Webstudio is an open-source visual website builder aimed at developers, designers, and cross-functional teams who want full control over their site without being locked into a proprietary platform. It is often compared to Webflow, and like Webflow it lets you construct websites through a visual drag-and-drop interface rather than writing all the code by hand. The key difference the project emphasizes is ownership: you own your data, your components, and your infrastructure.

You can use the cloud-hosted version at webstudio.is if you want to get started quickly, or you can run the builder on your own servers if self-hosting fits your setup better. The builder connects to any headless content management system, so you can pair it with whichever tool you already use to manage content. It also supports the full set of CSS properties, giving designers fine-grained control over styling, and the resulting site can be deployed to various hosting providers including Cloudflare Workers.

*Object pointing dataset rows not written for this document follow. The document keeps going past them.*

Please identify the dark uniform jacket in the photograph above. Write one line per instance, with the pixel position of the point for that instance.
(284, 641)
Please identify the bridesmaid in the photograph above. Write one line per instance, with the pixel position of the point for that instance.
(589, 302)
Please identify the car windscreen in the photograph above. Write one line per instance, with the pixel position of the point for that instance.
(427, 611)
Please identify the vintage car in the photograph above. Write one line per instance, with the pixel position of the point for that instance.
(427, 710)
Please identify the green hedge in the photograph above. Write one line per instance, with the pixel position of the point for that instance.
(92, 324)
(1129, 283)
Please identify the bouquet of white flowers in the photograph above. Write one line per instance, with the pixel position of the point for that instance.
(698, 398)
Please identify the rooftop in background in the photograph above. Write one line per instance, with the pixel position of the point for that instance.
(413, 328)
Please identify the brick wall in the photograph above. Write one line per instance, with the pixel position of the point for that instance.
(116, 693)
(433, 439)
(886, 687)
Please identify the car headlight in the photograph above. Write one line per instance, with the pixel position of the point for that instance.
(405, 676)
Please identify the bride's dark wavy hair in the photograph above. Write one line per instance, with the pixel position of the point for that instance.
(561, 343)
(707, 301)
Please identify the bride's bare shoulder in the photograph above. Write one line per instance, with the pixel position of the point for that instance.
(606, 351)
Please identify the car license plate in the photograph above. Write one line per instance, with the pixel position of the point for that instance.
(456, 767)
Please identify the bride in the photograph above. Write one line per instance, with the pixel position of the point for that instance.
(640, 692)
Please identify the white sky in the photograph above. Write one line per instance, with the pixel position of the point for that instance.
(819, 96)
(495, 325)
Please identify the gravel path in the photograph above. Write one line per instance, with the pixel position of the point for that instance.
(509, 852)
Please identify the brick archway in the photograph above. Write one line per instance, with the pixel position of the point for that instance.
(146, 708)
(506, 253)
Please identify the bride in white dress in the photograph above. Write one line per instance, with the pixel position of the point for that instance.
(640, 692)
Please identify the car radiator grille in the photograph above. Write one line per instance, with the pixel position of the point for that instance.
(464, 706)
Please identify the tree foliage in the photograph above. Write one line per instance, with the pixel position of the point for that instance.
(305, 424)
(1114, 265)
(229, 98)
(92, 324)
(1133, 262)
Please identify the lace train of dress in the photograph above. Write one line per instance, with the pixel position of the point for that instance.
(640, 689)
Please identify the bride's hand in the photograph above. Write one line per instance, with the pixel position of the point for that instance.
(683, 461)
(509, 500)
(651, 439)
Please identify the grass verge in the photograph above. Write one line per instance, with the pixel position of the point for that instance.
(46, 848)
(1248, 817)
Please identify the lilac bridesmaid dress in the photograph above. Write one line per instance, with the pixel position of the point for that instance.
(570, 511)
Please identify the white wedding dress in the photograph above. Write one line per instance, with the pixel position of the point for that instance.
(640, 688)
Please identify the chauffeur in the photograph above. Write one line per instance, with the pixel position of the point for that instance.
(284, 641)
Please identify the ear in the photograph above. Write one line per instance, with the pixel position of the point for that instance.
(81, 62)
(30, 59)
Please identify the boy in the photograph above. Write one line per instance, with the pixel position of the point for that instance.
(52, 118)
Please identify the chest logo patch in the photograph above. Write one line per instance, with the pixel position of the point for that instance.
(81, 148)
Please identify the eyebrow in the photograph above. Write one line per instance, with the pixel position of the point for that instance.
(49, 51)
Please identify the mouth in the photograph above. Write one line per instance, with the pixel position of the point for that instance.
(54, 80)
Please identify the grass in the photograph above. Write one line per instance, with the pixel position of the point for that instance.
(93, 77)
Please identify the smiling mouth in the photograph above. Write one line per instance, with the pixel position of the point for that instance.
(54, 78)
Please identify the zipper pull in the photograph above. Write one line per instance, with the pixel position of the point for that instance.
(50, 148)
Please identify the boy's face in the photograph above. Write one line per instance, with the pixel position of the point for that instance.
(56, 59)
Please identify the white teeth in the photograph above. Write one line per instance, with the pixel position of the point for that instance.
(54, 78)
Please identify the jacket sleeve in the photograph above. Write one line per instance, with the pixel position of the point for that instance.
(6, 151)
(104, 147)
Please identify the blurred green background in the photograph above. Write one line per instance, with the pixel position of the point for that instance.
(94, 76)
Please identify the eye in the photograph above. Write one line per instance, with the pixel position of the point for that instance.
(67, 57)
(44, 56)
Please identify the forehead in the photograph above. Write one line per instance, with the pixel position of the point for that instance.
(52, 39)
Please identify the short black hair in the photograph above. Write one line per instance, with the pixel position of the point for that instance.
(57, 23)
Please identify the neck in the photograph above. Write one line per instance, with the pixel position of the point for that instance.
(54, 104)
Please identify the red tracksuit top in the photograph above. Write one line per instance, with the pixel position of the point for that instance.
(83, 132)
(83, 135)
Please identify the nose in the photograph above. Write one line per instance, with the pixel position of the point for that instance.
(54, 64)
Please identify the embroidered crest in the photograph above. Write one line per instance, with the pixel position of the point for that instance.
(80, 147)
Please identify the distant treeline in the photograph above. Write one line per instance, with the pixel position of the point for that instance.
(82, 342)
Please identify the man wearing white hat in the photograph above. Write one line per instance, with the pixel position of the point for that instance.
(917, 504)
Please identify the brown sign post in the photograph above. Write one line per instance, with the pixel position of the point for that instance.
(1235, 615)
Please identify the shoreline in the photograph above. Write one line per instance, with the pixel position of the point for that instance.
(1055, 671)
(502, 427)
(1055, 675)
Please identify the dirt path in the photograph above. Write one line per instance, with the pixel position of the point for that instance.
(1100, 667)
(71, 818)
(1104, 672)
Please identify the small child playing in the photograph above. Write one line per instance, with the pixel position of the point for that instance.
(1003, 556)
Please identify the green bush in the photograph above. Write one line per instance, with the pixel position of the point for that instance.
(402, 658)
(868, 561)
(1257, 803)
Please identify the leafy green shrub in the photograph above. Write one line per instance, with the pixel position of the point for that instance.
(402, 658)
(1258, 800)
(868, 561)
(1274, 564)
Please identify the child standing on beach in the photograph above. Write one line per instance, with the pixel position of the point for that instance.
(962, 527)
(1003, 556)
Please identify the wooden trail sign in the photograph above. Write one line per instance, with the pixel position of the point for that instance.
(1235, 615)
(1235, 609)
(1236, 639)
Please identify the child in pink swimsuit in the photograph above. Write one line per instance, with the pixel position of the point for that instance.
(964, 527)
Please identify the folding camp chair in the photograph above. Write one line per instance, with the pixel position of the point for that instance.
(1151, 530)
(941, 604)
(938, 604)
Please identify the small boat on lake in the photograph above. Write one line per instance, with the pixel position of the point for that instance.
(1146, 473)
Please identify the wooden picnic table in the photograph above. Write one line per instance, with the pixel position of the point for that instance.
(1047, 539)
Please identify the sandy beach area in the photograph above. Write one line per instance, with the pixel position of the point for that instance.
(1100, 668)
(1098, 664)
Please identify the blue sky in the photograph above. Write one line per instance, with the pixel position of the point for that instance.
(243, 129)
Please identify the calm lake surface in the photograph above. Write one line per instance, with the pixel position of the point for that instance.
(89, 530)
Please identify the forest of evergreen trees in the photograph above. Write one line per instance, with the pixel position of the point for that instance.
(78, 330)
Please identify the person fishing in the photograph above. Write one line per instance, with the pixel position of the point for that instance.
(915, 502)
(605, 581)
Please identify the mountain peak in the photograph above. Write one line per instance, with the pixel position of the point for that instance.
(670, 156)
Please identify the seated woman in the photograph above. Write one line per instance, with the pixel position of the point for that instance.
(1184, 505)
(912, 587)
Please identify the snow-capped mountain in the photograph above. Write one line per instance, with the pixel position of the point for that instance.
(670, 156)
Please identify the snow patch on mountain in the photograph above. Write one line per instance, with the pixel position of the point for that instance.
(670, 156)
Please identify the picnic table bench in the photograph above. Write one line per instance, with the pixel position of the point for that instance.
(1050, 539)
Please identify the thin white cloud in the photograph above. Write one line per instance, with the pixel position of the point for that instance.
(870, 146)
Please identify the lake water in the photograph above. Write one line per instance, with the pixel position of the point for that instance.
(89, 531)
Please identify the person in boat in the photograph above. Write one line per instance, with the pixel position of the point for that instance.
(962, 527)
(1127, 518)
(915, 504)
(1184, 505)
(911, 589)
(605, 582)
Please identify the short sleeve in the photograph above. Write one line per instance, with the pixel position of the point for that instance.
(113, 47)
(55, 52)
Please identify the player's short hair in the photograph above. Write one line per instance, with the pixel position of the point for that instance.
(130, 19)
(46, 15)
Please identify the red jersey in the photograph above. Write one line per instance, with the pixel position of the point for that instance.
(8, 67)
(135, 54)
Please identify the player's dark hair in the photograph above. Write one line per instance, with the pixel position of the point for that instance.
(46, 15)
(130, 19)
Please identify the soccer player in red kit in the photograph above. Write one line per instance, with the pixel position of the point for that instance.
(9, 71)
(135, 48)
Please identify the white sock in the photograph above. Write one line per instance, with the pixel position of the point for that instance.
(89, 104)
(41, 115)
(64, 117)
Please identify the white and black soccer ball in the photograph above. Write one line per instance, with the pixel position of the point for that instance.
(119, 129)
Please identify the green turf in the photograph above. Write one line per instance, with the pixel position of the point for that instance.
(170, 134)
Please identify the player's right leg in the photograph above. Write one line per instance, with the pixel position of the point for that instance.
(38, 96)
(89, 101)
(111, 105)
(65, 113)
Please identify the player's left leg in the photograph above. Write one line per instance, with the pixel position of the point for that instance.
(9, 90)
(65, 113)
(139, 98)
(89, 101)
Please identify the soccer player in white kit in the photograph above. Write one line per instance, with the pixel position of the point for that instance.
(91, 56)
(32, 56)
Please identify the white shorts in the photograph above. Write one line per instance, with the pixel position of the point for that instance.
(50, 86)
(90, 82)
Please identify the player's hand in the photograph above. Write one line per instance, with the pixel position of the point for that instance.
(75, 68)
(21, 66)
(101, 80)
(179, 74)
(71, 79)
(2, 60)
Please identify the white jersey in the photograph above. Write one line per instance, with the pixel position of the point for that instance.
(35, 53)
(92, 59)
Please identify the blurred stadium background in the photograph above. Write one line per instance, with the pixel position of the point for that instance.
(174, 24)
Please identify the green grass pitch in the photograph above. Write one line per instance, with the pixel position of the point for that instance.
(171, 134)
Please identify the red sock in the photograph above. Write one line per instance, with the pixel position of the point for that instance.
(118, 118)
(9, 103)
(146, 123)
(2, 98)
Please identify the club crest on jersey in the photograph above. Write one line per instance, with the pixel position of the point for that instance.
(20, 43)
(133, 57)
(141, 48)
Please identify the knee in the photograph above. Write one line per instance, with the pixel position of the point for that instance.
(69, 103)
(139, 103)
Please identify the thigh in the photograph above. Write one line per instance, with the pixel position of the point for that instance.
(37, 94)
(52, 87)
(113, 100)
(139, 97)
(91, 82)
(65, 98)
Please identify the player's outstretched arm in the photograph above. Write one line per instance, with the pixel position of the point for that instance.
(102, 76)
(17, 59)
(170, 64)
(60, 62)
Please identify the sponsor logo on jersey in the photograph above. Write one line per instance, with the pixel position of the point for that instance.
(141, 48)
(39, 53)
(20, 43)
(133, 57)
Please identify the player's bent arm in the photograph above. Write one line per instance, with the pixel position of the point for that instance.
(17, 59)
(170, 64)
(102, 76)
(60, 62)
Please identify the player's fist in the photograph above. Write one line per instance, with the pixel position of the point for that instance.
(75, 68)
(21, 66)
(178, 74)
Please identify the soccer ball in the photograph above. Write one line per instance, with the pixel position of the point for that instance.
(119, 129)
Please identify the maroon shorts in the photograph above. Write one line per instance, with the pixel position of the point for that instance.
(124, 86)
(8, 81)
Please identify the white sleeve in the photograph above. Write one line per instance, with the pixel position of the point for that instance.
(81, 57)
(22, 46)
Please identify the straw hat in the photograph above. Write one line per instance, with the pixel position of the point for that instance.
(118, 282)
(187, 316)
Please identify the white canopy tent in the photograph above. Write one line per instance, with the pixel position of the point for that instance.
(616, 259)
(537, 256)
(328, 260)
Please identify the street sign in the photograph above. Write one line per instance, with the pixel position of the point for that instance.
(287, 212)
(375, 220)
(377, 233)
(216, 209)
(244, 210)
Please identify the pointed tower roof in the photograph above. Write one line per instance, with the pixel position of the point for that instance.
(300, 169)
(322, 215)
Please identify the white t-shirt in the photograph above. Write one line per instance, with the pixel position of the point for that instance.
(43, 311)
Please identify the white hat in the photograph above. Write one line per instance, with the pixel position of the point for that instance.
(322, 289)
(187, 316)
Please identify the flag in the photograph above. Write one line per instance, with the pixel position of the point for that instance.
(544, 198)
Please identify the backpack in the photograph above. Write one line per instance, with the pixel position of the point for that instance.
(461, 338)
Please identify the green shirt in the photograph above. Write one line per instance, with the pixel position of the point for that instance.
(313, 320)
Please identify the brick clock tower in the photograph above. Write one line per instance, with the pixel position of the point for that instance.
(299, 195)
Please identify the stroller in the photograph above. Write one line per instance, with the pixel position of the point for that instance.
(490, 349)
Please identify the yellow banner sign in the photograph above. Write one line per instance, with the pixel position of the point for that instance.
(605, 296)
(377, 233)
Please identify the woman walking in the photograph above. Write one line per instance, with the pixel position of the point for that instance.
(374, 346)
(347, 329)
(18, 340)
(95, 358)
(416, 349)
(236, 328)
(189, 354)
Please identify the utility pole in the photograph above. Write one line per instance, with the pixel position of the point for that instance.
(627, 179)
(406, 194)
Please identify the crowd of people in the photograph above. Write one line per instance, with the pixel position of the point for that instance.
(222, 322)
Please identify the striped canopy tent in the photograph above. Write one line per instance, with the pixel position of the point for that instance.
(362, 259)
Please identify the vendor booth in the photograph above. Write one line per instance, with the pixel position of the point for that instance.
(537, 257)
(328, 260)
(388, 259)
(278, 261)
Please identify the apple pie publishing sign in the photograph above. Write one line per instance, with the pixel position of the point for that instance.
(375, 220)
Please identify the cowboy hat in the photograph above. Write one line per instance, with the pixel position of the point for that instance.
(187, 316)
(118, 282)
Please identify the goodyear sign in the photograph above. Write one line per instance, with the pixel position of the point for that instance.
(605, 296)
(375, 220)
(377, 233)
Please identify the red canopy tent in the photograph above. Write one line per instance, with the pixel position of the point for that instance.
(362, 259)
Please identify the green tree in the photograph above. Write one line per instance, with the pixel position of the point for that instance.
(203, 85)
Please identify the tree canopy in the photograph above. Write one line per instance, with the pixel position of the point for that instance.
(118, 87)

The main repository holds the core builder, which is licensed under AGPL-3.0 and free to use. One optional package called sdk-components-animation is proprietary and requires accepting a separate license agreement from Webstudio, Inc. before you can use it. The README itself is short and mostly points to external resources: documentation, a blog, contributing guides for both developers and designers, a community discussion board, a feature wishlist, and a public roadmap.

The project uses a visual regression testing tool called Lost Pixel to review changes to the builder interface and catch unintended visual differences when updates are made. Community discussion happens on Discord and GitHub Discussions, and a public issue tracker is open for bug reports.